Elena rips the key from around Mrs. Harris’s neck, breaking the chain.

“What are you doing?” Mrs. Harris yelps, her hand flying to her wrinkled neck.

“You won’t be needing these anymore,” Elena says, and another key flies out of a nurse’s pocket and into her waiting hand.

“It’s your turn to be shut up in here now!” One of the patients shrieks, shoving a nurse to the ground as she passes. “We ought to set the whole place on fire!”

“No—no—don’t let them have us,” one of the nurses begs, scrambling for the door.

Finn blocks her way. “No one is setting anyone on fire, but you’re staying in here.”

“Don’t worry. We’re taking them with us.” Elena turns to me. “Why don’t you go make sure everything’s going smoothly?”

Dozens of girls stream out the door and downstairs. Waiting my turn, I bump into the beautiful Indo girl I noticed on my first visit. One of Brother Cabot’s favorites, the nurse said, and something clicks in my memory. Parvati Kapoor was accused of doing mind-magic on a Brother Cabot, trying to get him to blind himself with the matron’s letter opener.

“Pardon me. Are you Miss Kapoor?” I ask.

Parvati nods, her brown eyes fearful. “Are you really a witch? Where are you taking us?”

“I am taking you.” As Rilla comes out into the hall, she lets both of our Brotherly illusions fade, revealing us as a tiny brunette in orange brocade and a tall blond in a gray dress with a cornflower-blue sash. Parvati gawks at us. “We have a safe place in the city, where there are dozens of other witches. You can come with us if you like, or there will be wagons going to other safe houses.”

Parvati smiles slowly. “I’d like to come with you, I think. I want to learn how to use my magic. How to protect myself.”

I leave her with Rory and Brenna and Rilla and join the flood of girls downstairs. At the second-floor landing, I pass Mélisande, Vi, and Daisy fighting the current on their way up. I’m relieved to see that the other carriages have arrived safely.

“Sophia and some of the others are trying to organize girls at the front door. Some of the patients are just running off, though,” Mélisande reports.

“That was bound to happen, I suppose. I can’t blame them for not trusting anyone,” I say, though I worry they’ll only get recaptured.

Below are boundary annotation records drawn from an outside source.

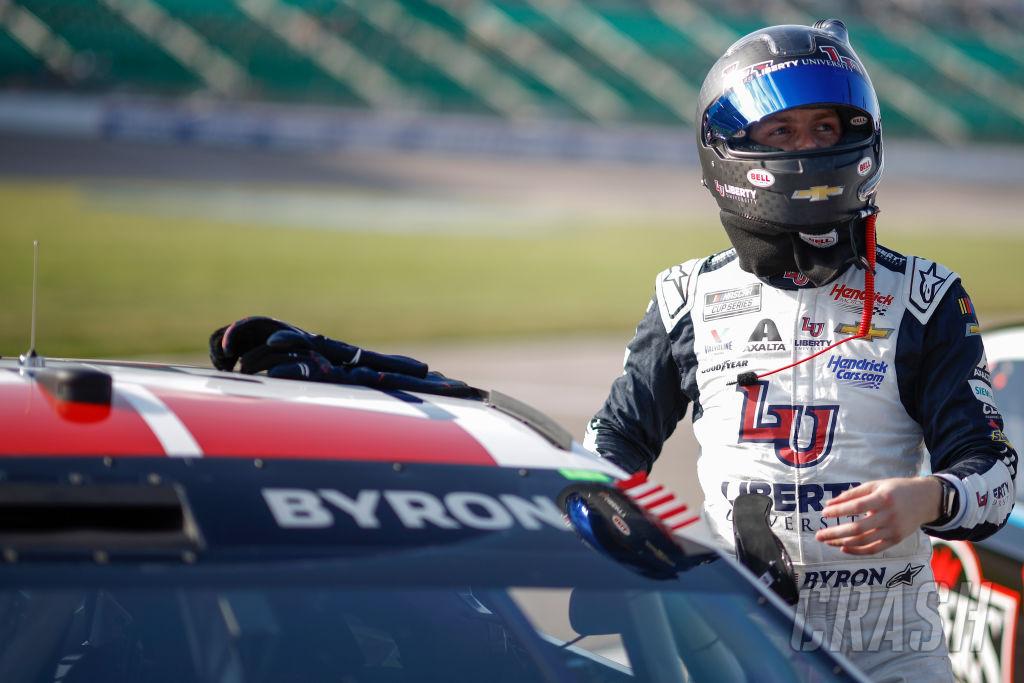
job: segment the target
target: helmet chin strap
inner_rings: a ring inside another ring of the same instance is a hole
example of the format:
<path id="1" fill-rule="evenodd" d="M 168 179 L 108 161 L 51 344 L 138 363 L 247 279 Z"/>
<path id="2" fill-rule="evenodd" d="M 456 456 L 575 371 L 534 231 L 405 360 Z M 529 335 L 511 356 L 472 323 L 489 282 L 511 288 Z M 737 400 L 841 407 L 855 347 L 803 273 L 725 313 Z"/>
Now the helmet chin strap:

Vi breaks off to go into the south wing, and I follow her.

To my surprise, patients already fill the hallway. I spot Zara moving from door to door, letting the women out of their cells.

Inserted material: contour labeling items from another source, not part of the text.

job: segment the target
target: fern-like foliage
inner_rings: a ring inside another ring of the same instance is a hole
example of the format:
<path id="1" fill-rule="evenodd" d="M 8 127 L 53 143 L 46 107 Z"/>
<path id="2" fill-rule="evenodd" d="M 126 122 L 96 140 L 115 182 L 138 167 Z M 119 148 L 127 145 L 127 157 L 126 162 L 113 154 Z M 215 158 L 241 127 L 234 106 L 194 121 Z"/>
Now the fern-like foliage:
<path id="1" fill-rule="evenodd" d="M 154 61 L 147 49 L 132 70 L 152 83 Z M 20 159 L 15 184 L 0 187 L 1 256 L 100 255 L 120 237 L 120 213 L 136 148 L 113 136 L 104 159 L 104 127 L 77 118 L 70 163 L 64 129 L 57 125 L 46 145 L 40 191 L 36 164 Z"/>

“Zara!” I call, and she rushes toward me. “How did you get out of your room?”

She grins in a way that transforms her angular face into beauty. “My magic’s back.”

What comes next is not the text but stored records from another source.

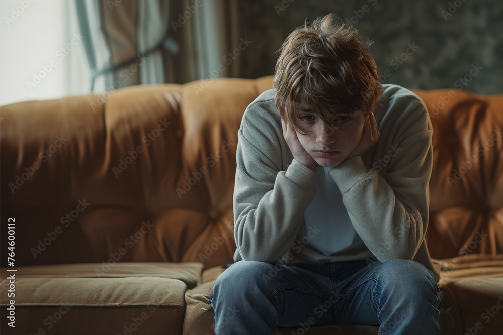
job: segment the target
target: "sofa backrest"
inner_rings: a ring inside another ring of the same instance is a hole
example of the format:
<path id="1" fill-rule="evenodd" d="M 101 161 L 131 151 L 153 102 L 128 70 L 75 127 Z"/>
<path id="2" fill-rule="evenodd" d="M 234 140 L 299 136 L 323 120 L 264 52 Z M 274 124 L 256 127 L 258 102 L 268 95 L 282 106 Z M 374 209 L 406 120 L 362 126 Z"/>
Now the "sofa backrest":
<path id="1" fill-rule="evenodd" d="M 272 79 L 136 86 L 3 106 L 1 225 L 5 232 L 15 218 L 16 265 L 232 262 L 237 132 Z M 416 92 L 434 129 L 432 256 L 456 256 L 481 232 L 492 235 L 470 252 L 501 252 L 503 141 L 478 150 L 503 125 L 501 97 L 456 91 L 448 101 L 449 91 Z M 450 183 L 455 169 L 462 175 Z"/>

We work together, opening the doors, while Vi starts at the opposite end. Most of the patients on this floor are older women who have proven themselves cooperative and who have been granted the “privilege” of working in the laundries or kitchens. Some, bent and gray-haired, sprint toward the door like girls half their age.

“Olivia,” Zara says as she unlocks the room of the curious brunette from the kitchen, “this is my goddaughter, the one I told you about. Cate, this is Livvy. She’s a witch.”

“Zara told me all about the Sisterhood,” Livvy says. “She said I could come with you.”